Medical marijuana patients must purchase their medication from a licensed Medical Marijuana Treatment Center, also called a dispensary.

A list of qualified dispensaries can be found here. You can purchase directly at the dispensary or through a delivery service. We recommend that patients go to the dispensary for their initial purchase, if possible. The dispensary staff will guide you through their product lines and help you choose medication tailored to your needs.

What must I do to get a Medical Marijuana Card?

You must be examined by the  doctor who is certified to prescribe medical marijuana, and be have been diagnosed with one of the qualifying conditions . You will need to have a copy of your medical records that supports your diagnosis.  We can obtain copies of your records  for you by signing a medical release to have them sent to our office.  Once the doctor determines that you have a qualifying condition, and that the potential benefits of taking medical marijuana outweigh the risks, the doctor then registers you in the Medical Marijuana Use Registry so that you can  apply for medical marijuana card.

What is a Medical Marijuana Card and how do I obtain one?

A medical marijuana card is a photo ID card issued by the Florida Department of Health.

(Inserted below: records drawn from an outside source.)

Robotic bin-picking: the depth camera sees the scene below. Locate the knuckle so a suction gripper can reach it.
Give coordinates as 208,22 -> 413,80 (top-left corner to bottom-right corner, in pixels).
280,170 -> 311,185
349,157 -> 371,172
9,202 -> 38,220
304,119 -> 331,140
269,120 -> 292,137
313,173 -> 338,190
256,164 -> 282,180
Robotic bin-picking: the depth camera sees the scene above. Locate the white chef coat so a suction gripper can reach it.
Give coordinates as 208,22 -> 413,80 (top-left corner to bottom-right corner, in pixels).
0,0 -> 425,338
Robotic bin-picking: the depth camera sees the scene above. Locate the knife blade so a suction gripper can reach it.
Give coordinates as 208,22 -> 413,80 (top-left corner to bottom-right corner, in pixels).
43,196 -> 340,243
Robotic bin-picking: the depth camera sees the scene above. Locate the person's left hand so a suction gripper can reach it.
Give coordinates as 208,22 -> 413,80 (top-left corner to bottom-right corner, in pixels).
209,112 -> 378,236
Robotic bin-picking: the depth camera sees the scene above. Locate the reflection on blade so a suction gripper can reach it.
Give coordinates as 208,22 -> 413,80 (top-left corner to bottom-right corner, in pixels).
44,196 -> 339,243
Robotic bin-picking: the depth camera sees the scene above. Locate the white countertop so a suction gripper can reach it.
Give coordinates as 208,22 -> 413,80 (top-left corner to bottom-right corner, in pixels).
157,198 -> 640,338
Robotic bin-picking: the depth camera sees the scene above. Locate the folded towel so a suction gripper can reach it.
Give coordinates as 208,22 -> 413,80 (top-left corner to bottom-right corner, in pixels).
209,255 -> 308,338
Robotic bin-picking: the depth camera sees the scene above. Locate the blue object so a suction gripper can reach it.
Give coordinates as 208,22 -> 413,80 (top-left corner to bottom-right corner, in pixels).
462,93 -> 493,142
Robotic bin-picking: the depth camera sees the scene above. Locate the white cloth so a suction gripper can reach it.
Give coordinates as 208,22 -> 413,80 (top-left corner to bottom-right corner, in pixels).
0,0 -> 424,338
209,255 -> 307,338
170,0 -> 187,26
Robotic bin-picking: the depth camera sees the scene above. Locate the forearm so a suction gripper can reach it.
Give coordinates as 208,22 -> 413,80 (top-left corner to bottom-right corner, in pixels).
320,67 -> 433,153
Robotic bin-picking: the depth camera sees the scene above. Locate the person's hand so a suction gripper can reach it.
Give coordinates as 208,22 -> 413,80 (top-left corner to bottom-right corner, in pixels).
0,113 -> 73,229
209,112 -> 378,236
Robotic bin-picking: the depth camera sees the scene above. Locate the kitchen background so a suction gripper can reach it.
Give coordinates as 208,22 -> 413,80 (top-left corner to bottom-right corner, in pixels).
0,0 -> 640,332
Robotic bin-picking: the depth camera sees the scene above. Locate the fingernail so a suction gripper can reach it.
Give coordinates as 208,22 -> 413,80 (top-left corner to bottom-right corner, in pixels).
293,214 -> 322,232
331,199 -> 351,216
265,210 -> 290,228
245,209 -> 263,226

When you go to a medical marijuana treatment center, you must provide a Medical Marijuana Use Registry identification card to obtain medical marijuana, or a marijuana delivery device. The card may also be used to verify that a patient or legal representative is in the Department of Health’s Medical Marijuana Use Registry.

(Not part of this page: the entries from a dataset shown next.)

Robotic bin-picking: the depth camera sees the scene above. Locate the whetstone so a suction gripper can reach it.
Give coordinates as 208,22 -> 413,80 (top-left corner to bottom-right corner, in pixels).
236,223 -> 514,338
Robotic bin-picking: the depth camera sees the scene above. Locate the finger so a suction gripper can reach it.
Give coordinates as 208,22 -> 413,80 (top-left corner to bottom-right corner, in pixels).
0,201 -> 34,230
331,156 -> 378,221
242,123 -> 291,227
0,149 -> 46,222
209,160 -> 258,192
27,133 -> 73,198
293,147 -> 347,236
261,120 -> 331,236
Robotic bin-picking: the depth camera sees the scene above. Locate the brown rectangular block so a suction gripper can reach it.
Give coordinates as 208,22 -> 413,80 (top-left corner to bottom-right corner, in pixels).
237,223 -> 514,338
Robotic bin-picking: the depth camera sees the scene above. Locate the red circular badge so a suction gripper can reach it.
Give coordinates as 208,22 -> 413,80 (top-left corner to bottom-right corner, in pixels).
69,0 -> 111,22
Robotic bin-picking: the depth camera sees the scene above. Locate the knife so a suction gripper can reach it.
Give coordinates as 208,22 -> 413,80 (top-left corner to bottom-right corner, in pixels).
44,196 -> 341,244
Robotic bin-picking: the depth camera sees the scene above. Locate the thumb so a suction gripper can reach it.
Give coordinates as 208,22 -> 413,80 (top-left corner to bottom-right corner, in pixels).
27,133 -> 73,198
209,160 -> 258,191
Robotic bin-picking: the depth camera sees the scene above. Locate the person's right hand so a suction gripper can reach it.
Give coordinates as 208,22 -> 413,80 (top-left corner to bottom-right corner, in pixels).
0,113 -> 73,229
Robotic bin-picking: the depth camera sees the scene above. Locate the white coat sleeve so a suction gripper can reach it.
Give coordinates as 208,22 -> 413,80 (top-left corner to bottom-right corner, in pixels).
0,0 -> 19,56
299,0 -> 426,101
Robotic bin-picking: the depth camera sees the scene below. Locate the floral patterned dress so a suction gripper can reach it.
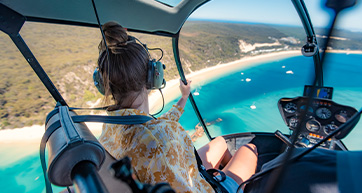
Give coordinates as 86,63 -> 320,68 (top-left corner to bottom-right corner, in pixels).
99,105 -> 214,192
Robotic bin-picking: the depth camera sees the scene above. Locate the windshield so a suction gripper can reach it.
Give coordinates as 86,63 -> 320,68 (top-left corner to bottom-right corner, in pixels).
179,1 -> 362,149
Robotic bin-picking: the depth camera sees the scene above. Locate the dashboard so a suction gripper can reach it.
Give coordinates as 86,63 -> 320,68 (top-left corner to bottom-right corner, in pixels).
278,97 -> 357,149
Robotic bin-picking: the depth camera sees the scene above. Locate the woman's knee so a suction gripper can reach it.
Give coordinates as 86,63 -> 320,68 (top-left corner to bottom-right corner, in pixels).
212,136 -> 228,150
243,143 -> 258,156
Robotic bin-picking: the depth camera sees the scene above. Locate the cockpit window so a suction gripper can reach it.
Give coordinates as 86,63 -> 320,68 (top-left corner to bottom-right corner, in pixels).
155,0 -> 182,7
179,0 -> 362,147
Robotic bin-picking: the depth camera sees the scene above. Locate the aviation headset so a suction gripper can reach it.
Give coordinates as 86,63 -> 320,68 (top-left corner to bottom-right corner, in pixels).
93,36 -> 166,95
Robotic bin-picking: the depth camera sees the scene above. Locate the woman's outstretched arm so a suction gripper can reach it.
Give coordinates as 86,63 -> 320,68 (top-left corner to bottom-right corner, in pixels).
177,79 -> 191,108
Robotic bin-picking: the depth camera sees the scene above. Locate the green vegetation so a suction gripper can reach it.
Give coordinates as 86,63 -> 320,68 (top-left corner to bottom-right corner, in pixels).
0,21 -> 362,129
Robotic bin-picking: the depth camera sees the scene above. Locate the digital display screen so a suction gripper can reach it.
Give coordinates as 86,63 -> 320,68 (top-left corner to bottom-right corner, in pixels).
303,85 -> 333,99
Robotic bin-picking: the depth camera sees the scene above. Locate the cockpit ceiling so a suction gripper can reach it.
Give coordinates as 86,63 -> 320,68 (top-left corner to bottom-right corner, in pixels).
0,0 -> 209,34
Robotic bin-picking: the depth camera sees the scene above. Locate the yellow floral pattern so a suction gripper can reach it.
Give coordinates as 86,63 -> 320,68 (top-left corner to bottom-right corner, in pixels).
99,105 -> 214,192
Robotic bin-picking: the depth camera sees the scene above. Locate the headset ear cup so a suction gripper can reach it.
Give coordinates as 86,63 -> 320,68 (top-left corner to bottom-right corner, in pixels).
146,60 -> 154,89
93,67 -> 105,95
154,61 -> 166,89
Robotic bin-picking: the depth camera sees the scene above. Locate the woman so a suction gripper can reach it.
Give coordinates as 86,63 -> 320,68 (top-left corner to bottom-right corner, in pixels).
98,22 -> 257,192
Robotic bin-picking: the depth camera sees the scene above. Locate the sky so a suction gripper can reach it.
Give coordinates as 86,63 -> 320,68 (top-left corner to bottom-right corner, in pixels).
184,0 -> 362,32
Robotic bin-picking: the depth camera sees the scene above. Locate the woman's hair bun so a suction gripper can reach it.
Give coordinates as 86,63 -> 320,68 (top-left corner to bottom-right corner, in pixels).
98,21 -> 128,52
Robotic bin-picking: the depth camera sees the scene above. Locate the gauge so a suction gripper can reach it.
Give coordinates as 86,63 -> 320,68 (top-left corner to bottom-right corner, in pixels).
284,103 -> 297,113
289,117 -> 298,129
334,110 -> 349,123
306,119 -> 321,132
300,105 -> 313,113
324,124 -> 338,134
315,107 -> 332,119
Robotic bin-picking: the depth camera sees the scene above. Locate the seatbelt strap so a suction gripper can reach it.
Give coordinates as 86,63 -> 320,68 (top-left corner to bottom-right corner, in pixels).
40,109 -> 153,193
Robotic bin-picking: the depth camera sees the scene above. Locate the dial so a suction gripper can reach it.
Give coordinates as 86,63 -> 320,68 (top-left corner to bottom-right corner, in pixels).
289,117 -> 298,129
315,107 -> 332,119
324,124 -> 338,134
334,110 -> 349,123
284,103 -> 297,113
300,105 -> 313,113
306,119 -> 321,132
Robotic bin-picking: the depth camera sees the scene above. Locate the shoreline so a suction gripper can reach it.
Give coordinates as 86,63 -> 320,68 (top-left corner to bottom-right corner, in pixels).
0,50 -> 362,143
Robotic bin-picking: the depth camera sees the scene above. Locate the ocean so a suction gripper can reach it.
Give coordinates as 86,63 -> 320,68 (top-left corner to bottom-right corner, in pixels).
0,54 -> 362,193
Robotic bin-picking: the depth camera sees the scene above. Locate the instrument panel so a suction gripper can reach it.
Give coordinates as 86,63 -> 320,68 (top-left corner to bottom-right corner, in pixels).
278,97 -> 357,149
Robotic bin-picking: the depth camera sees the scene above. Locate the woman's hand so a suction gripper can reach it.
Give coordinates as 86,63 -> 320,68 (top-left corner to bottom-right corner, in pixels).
180,79 -> 191,99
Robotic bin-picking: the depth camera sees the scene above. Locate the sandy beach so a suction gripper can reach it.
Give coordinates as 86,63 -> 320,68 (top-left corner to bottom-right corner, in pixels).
0,50 -> 356,166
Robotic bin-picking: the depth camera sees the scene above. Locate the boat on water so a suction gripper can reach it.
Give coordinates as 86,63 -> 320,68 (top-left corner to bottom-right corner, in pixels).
0,0 -> 362,192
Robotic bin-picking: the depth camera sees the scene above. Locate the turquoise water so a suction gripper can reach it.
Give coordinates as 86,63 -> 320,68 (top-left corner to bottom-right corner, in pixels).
0,54 -> 362,193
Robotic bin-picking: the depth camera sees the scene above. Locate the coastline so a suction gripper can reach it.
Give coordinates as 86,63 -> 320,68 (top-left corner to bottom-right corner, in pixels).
0,50 -> 356,142
149,50 -> 302,112
0,50 -> 362,164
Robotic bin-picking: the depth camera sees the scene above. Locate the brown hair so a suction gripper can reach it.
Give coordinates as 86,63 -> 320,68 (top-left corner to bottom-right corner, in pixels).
98,22 -> 149,108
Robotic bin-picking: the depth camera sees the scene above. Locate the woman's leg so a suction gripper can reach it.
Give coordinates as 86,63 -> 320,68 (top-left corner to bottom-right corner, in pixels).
222,143 -> 258,185
197,136 -> 231,169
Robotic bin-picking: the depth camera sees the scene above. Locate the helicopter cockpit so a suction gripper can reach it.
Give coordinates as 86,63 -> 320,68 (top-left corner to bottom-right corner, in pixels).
0,0 -> 362,192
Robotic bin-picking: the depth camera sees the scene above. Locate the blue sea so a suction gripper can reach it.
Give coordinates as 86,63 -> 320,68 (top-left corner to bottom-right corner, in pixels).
0,54 -> 362,193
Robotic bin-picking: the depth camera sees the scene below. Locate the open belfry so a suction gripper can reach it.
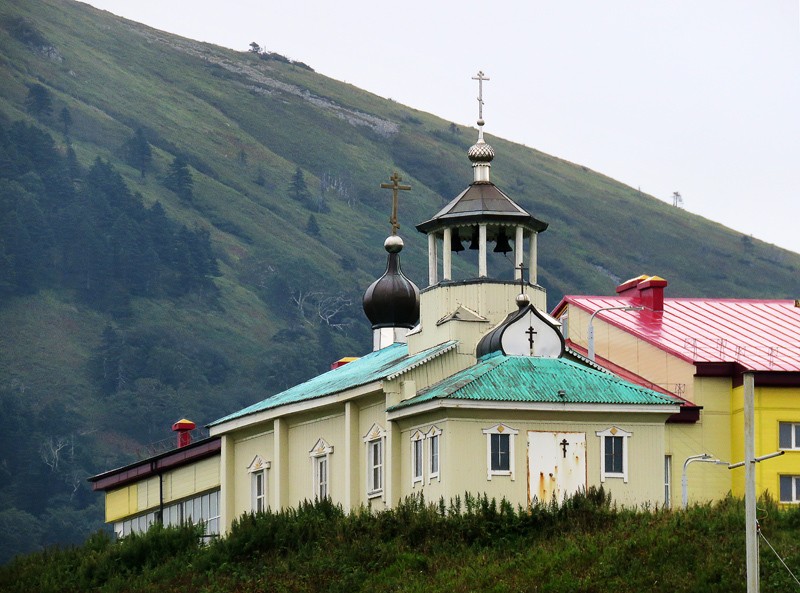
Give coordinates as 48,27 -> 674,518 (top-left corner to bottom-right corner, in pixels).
86,72 -> 686,534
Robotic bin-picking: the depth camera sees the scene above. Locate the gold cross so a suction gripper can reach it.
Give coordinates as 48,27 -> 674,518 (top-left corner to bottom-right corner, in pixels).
472,71 -> 490,120
381,171 -> 411,235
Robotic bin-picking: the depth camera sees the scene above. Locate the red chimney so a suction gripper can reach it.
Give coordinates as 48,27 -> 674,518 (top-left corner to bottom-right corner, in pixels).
331,356 -> 358,370
617,275 -> 668,312
172,418 -> 197,449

Once your doctor has registered you with the Florida Medical Marijuana Use Registry, you can apply for a medical marijuana card. You will receive an email with a link to fill out the application on the Office of Medical Marijuana Use website. Your application will be reviewed and, if approved, a medical marijuana card will be sent to you through the mail.

Allow 30 days for the review of your application. There is a $75 application fee.

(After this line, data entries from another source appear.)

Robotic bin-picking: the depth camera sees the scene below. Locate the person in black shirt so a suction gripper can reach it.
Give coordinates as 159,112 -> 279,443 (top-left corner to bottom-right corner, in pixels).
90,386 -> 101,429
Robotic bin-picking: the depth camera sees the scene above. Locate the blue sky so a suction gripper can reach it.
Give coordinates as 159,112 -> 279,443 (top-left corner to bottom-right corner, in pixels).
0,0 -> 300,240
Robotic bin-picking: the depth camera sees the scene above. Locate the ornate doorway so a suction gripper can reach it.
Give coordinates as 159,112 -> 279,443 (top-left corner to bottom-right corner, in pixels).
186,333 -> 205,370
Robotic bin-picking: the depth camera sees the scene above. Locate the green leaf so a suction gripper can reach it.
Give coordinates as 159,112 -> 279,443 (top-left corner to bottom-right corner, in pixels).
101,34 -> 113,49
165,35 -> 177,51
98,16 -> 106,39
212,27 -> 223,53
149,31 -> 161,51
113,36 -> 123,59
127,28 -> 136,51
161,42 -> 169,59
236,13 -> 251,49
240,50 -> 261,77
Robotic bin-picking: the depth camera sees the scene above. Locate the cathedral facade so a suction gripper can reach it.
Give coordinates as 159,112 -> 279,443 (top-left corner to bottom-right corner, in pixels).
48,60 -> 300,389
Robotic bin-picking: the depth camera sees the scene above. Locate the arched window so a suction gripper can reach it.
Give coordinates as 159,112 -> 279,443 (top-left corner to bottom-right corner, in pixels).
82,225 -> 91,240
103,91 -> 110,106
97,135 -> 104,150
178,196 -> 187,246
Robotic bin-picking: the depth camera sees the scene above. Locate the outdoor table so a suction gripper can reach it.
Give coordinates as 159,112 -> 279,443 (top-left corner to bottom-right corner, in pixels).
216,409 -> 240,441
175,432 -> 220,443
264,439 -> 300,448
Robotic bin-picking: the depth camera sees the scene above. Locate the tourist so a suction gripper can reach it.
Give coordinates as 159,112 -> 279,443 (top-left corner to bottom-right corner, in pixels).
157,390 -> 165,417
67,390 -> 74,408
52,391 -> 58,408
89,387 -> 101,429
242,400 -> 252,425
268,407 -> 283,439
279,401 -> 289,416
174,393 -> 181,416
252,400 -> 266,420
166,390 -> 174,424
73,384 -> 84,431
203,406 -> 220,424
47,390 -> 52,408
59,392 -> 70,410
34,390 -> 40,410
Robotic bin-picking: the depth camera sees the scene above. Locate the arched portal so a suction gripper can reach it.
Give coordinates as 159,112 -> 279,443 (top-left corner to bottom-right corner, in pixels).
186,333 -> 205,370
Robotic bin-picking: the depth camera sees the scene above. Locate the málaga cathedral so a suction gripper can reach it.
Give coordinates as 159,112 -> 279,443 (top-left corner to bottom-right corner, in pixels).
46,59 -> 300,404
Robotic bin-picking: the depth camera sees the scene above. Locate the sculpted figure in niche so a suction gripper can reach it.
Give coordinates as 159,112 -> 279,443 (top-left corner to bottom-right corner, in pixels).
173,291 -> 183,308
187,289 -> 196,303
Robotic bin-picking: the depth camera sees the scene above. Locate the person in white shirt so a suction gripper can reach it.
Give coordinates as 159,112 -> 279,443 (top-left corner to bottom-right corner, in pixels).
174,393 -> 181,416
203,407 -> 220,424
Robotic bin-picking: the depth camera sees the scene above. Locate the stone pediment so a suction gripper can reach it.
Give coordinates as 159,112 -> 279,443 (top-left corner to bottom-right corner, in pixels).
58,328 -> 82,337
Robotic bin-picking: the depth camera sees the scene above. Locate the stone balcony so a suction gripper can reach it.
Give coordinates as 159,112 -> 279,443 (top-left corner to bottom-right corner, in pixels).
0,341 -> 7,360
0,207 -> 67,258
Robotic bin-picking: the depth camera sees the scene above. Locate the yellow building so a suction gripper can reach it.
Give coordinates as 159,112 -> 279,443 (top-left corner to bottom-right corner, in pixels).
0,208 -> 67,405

Medical marijuana cards expire after one year, and must be renewed. To avoid delays in filling your medical marijuana orders, apply for the renewal 45 days before your card expires.

What is the Medical Marijuana Use Registry?

The Medical Marijuana Use Registry is a secure, online database of ordering physicians and qualified medical marijuana patients. It is maintained by the Florida Department of Health’s Office of Medical Marijuana Use.

It is accessible to ordering physicians, law enforcement, dispensing organization staff, and Office of Medical Marijuana Use staff.

What is the difference between low-THC marijuana and Medical Cannabis?

Low-THC marijuana is defined as containing 0.8 percent or less of the psychoactive compound tetrahydrocannabinol (THC), and more than 10 percent of cannabidiol (CBD). Low-THC marijuana typically does not produce the euphoria (high) often associated with medical cannabis.

Some medical conditions, like seizures, anxiety, pain, and insomnia, respond best to low-THC, high CBD marijuana. Conditions characterized by chronic pain, depression, fatigue, nausea, wasting, and gastrointestinal disorders respond to high-THC medical cannabis.

When ordering marijuana for a patient, the doctor must specify whether the order is for low-THC marijuana or medical cannabis.

Where can I buy medical cannabis?

Only a licensed medical marijuana treatment center is authorized to dispense medical marijuana to qualified patients and their caretakers. Medical marijuana clinics and doctors who prescribe medical marijuana are not allowed to sell it. A list of medical marijuana treatment centers is posted on the Office of Medical Marijuana Use website. 

If you can not go to a dispensary you can have your medical marijuana order delivered by courier. This is a service is offered by  most dispensaries. 

What are the medical marijuana requirements for a “seasonal resident” in Florida?

The term “seasonal resident” means any person who temporarily resides in this state for a period of at least 31 consecutive days in each calendar year, maintains a temporary residence in this state, returns to the state or jurisdiction of his or her residence at least one time during each calendar year, and is registered to vote or pays income tax in another state or jurisdiction.